A minha (mini)despensa é quase assim...

... e só não é pior porque suas excelências têm uns estômagos um bocado sensíveis e não convém variarem muito.

As coisas que nos irritam #6


Isto irrita-me mesmo muito, sobretudo porque geralmente as empregadas das caixas dizem para as pessoas passarem para a caixa aberta «pela mesma ordem». Claro que há sempre pelo menos um chico-esperto, geralmente o último a chegar, que se apressa para ser o primeiro a sair.

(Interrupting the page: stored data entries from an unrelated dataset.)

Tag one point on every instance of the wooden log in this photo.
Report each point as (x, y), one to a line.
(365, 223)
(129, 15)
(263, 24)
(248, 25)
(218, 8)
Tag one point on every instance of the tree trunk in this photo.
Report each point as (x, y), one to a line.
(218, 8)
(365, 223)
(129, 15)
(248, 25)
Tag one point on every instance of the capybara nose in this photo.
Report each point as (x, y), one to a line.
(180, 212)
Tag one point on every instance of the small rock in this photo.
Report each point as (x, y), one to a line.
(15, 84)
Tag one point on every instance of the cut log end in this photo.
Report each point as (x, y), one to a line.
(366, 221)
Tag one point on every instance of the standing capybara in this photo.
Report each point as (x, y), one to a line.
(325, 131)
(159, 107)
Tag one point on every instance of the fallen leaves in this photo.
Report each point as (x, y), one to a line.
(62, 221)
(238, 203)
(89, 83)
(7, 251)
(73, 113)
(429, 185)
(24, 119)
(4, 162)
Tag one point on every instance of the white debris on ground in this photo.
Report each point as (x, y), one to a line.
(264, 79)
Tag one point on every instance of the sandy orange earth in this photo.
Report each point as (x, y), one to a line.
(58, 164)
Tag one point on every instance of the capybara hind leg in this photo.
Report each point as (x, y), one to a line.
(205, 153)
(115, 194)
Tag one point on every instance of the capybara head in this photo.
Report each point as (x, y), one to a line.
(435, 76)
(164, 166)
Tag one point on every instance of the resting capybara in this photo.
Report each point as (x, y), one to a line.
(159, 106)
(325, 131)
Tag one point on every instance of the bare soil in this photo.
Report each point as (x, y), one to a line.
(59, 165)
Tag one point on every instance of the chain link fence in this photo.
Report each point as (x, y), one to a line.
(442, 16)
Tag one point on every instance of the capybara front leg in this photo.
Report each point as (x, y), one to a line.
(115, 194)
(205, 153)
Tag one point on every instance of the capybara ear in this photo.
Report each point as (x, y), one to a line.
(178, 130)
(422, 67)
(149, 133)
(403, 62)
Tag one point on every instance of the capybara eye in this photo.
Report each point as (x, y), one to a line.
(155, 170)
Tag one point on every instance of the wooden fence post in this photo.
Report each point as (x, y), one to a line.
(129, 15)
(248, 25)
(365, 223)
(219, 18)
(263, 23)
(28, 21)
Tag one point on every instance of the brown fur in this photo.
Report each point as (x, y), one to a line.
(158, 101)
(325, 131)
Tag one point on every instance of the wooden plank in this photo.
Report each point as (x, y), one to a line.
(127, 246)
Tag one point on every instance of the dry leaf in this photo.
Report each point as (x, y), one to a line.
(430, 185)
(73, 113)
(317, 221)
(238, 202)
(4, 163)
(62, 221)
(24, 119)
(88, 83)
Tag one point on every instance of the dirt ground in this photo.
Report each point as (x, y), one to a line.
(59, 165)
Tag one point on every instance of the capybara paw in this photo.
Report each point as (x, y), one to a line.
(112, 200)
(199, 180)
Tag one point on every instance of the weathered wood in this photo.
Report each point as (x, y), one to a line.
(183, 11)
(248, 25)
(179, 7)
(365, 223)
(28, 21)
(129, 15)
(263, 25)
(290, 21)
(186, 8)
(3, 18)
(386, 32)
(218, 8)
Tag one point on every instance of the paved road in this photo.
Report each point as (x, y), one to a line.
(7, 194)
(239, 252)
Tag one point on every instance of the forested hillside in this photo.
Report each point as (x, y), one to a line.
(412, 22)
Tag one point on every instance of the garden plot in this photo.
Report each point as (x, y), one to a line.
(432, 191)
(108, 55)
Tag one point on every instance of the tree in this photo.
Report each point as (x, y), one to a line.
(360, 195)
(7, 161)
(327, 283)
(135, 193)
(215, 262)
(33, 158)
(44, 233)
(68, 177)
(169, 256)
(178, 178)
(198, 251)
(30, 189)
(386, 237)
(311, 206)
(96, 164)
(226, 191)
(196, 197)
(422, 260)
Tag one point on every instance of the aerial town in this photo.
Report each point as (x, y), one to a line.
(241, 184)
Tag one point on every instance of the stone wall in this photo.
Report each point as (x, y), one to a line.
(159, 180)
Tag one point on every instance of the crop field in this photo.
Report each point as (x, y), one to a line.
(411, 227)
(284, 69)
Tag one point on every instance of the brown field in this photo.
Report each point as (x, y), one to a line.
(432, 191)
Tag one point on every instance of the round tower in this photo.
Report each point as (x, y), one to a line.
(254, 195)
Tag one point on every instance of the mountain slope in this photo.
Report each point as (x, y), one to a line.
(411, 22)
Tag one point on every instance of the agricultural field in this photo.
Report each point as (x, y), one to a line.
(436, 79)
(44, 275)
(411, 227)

O assassino do aqueduto, de Anabela Natário

A primeira vez que ouvi falar de Diogo Alves devia ter uns 8 ou 9 anos, e não estou a exagerar. Naquela época a minha avó trabalhava como tradutora no BESCL (depois, BES, agora Novo Banco...) e havia um grupo que organizava visitas guiadas a monumentos, museus e outros locais icónicos de Lisboa. Foi assim que, ainda pequena, visitei quase todos os museus da época, alguns teatros e... o aqueduto. Essa terá sido provavelmente a visita que mais me impressionou, quando o historiador contou a história do assassino e como assaltava as pessoas e depois as atirava lá de cima para o vale de Alcântara.

Por tudo isto comprei este livro, julgando que iria saber um pouco mais do que já sabia. Mas afinal fiquei a saber muito mais. Que Diogo Alves, galego, tinha uma quadrilha que empreendeu alguns dos assaltos mais violentos na Lisboa do século XIX, entrando pelas casas, assassinando pessoas e vivendo sem culpa na consciência, e que foi isso que o condenou à morte. Que a cidade era um local perigoso, cheio de gente à procura da oportunidade de sobreviver como conseguisse.

No entanto, achei o livro um pouco cansativo, talvez longo de mais, uma vez que tudo poderia ser contado com a mesma qualidade em menos páginas. A detenção dos membros da quadrilha, e o seu julgamento, são contados demasiado depressa comparando com o desenrolar do resto dos acontecimentos, que às vezes se arrastam.

Pondo o bom e o menos bom nos pratos de uma balança, gostei no cômputo geral. Da história e da forma (porque está escrita recorrendo a muitas expressões da época, o que lhe dá graça e realismo) mais, do ritmo menos.

Nota: Para os mais curiosos, julga-se que a cabeça de Diogo Alves, um dos últimos condenados à morte em Portugal, seja a que se encontra conservada em formol no teatro anatómico da Faculdade de Medicina de Lisboa.